As Mr. Harper observed in a statement last week, much of the dispute between Mr. Mulroney and Mr. Schreiber may be a private matter, but two items in particular are of public concern. They touch on the total of $300,000 in cash payments that Mr. Schreiber made to Mr. Mulroney on three occasions in 1993 and 1994, in hotels in Montreal and in New York. It remains unclear what the money was for. A spokesman for Mr. Mulroney has said it was for assistance with Mr. Schreiber's pasta business. Mr. Schreiber has said all he received from Mr. Mulroney in that regard was a brochure from an agricultural company. The first item of concern is Mr. Schreiber's allegation that Mr. Mulroney met with him while still in office about an agreement to pay Mr. Mulroney the $300,000. The second is, in Mr. Harper's words, "whether these allegations, if true, have any bearing on the settlement reached in January, 1997." Mr. Mulroney had filed a defamation suit against the government after government lawyers, in a 1995 letter to Swiss authorities, accused Mr. Mulroney of illegal activities in connection with Air Canada's 1988 purchase of 34 Airbus jetliners. In 1997, the government apologized to Mr. Mulroney and paid $2.1-million.
Mr. Schreiber's allegations have created this turmoil. It is possible that Mr. Schreiber may be sent off soon to Germany to face charges there of bribery and fraud. If any of Mr. Schreiber's accusations suggest illegal activity on anyone's part, the Crown and the RCMP have every ground to demand that Mr. Schreiber provide them with any documents in his possession that might buttress the allegations he has been making. Mr. Schreiber has boasted of his extensive files of past correspondence and hinted at "surprises" he has in store. These are boasts the police should be calling him on.
To be sure, Mr. Schreiber has been more cagy than forthcoming in the past. A senior Mountie who was quoted in a Globe story last Feb. 2 all but threw up his hands in the face of Mr. Schreiber's lack of co-operation - "You've got to say, 'Just what the heck [has] this guy got? How credible is it?' " -- before saying it would be wrong not to send Mr. Schreiber to face justice in Germany after an extradition battle of eight years. "It's an awfully long time, and to be this close to the door ... and then to say, 'Sorry, we've changed our minds.' Countries just don't operate that way."

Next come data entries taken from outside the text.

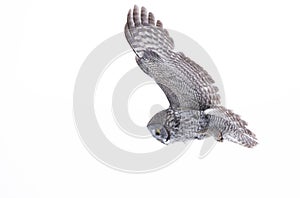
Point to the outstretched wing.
(231, 126)
(185, 83)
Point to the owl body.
(195, 111)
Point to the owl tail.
(224, 124)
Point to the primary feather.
(195, 111)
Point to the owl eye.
(157, 132)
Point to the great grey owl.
(195, 111)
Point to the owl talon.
(220, 138)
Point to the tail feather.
(226, 125)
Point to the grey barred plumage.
(195, 111)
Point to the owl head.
(157, 128)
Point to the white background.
(255, 46)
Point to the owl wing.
(231, 126)
(185, 83)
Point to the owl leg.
(218, 136)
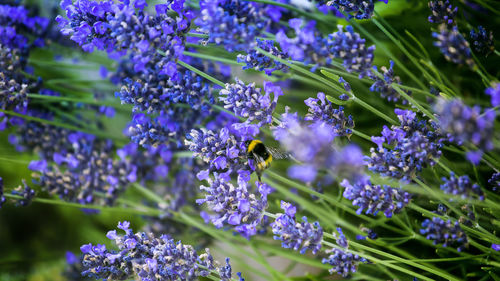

But countries have the right to operate that way if they genuinely believe there is something important at stake. In fact, since Mr. Schreiber has been a Canadian citizen since 1982, the extradition treaty between Canada and Germany states explicitly that Canada does not have to extradite him. (If citizenship were the only grounds for that decision, however, Germany could ask Canada to prosecute Mr. Schreiber in Canada on the German charges.) The question, surely, is whether Mr. Schreiber has evidence of wrongdoing that would make it in Canada's interest to delay his departure. If a lengthy and expensive public inquiry or a possible criminal investigation hinges on Mr. Schreiber's latest affidavit, it is the job of the Crown and the police to determine whether Mr. Schreiber truly has something to justify that inquiry.